Peptidic natural products, or PNPs, are groupings of amino acids that can make for effective antibiotics like penicillin and vancomycin. These chemical compounds are produced by microbes to kill off competing organisms and can exist everywhere, including in soil and in the human body.
VarQuest, an algorithm created by researchers at Carnegie Mellon University, the University of California San Diego and Saint Petersburg State University in Russia, has given scientists a way to quickly identify previously undiscovered PNPs.
Hosein Mohimani, assistant professor of computational biology in CMU's school of computer science, said that since the time of Alexander Fleming—who made his historic discovery of penicillin almost by accident— scientists have been looking for new ones.
"We are taking advantage of this warfare in the microbial world to extract these natural products and use them as antibiotics to kill human pathogens," said Mohimani.
He said that over the last decade, scientists have mostly been using an instrument called a mass spectrometer to try and find the PNPs within promising samples of material. The basic process is that a scientist will feed a sample into this instrument, which then sorts all of the present chemical compounds by weighing them very precisely.
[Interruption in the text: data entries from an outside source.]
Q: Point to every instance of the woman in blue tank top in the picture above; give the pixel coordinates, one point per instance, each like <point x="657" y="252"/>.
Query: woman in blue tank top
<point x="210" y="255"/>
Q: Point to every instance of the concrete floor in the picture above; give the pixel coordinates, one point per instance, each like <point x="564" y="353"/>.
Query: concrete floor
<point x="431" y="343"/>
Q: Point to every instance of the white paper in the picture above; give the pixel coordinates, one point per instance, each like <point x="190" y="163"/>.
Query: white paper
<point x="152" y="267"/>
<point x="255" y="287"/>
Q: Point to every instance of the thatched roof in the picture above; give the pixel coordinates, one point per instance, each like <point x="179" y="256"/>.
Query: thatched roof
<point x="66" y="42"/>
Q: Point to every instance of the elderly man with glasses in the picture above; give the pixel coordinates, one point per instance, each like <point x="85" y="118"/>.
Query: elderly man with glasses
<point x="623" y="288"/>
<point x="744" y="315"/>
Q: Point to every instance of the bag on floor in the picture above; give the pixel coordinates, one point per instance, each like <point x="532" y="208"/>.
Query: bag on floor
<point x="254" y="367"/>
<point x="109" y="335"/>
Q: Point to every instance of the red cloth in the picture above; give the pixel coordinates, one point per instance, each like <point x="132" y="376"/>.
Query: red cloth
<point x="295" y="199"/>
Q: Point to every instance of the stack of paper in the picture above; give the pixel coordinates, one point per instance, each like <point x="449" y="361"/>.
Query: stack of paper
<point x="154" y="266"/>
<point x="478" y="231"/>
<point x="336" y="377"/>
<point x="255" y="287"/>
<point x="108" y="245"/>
For each compound, the mass spectrometer will spit out what Mohimani describes as a kind of "fingerprint" that reflects its structure. However, that fingerprint doesn't say exactly what that compound is, so when scientists catalog these results into databases, they face the challenge of picking out the PNPs from everything else.
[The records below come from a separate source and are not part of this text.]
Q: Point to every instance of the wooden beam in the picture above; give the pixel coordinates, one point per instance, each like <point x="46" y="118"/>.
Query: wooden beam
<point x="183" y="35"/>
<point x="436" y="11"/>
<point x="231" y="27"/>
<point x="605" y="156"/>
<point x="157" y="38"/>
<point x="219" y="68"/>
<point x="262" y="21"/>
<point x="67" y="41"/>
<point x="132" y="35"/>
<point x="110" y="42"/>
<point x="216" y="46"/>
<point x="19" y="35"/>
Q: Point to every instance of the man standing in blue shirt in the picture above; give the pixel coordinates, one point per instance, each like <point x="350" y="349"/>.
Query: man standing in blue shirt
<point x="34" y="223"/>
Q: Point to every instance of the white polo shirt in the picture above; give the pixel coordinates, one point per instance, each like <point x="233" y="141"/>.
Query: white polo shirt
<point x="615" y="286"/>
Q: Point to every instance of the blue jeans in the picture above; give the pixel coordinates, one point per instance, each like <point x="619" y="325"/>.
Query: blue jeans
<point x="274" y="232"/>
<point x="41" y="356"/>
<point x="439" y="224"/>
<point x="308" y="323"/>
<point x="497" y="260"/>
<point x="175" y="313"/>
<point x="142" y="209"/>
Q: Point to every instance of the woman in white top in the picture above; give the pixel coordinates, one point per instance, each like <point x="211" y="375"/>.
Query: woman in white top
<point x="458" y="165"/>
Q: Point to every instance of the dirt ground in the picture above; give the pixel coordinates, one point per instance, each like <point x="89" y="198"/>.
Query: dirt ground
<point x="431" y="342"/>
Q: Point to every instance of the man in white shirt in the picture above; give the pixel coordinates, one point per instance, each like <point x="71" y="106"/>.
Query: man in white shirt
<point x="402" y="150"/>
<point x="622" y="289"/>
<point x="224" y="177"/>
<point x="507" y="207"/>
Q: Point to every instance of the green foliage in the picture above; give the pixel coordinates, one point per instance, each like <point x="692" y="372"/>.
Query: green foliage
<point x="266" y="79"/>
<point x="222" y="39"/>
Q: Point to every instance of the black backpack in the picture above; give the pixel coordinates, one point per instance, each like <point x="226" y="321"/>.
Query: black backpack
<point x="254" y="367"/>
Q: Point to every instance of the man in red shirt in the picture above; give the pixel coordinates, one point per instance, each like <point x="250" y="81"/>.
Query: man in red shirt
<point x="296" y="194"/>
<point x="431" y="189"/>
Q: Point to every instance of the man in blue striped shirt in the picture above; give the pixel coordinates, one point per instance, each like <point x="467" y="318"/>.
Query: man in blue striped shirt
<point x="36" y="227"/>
"The field of natural product discovery is turning into a big data field where there are large-scale data sets collected from microbial samples," said Mohimani. "[We are] searching against billions of data points created by mass spectrometers."
Mohimani said that previously, it would have taken a computer hundreds of years to search through all of the world's existing data points using a "brute force" strategy: checking each data point, one by one, to see if it's a PNP or not.
VarQuest was able to comb through this same amount of information in just a few hours. Mohimani said that the algorithm arranges the information in these databases in a way that makes it easy to find "fingerprints" that share certain patterns which scientists have already associated with PNPs.
"This is analogous to the way that Google's search engine searches the whole web for a specific pattern given by the user," said Mohimani. "We were able to find thousands of novel variants of known antibiotics."
He said these new discoveries could give scientists a leg up in fighting bacteria like MRSA that are rapidly mutating and growing resistant to existing antibiotics.